It lights up the flaxen hair of the girls,
which falls loose on their slender white necks and thin bare
shoulders, and their coarse chemises. These, with a short petticoat
of the roughest linen, form their whole attire. The warm glow falls
on the old woman's face, neck, and breast--a face worn away to a
skeleton, with shrivelled skin and sunken eyes, red and watery with
smoke, dust, and working by lamplight--a long goitre neck, wrinkled
and sinewy--a hollow breast covered with faded, ragged shawls._
_Part of the right wall is also lighted up, with stove, stove-bench,
bedstead, and one or two gaudily coloured sacred prints. On the stove
rail rags are hanging to dry, and behind the stove is a collection of
worthless lumber. On the bench stand some old pots and cooking
utensils, and potato parings are laid out on it, on paper, to dry.

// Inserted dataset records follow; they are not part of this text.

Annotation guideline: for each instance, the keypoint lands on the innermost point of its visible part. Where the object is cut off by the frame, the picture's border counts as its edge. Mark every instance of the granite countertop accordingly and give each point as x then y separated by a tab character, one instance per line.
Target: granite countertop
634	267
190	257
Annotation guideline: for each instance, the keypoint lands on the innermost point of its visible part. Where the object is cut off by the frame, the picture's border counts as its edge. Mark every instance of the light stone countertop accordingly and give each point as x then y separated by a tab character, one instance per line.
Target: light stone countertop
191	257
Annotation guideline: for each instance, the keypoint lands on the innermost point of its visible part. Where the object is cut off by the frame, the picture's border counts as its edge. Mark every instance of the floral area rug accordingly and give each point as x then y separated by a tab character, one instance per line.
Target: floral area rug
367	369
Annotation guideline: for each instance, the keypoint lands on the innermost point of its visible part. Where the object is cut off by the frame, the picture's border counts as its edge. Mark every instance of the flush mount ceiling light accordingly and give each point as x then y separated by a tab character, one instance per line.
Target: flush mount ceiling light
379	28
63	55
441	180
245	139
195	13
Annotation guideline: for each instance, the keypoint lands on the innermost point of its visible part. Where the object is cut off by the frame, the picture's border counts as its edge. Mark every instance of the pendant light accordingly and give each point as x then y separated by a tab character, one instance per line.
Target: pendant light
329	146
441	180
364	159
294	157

Hanks of yarn and reels hang from the rafters; baskets of bobbins
stand beside the looms. In the back wall there is a low door without
fastening. Beside it a bundle of willow wands is set up against the
wall, and beyond them lie some damaged quarter-bushel baskets._
_The room is full of sound--the rhythmic thud of the looms, shaking
floor and walls, the click and rattle of the shuttles passing back
and forward, and the steady whirr of the winding-wheels, like the hum
of gigantic bees.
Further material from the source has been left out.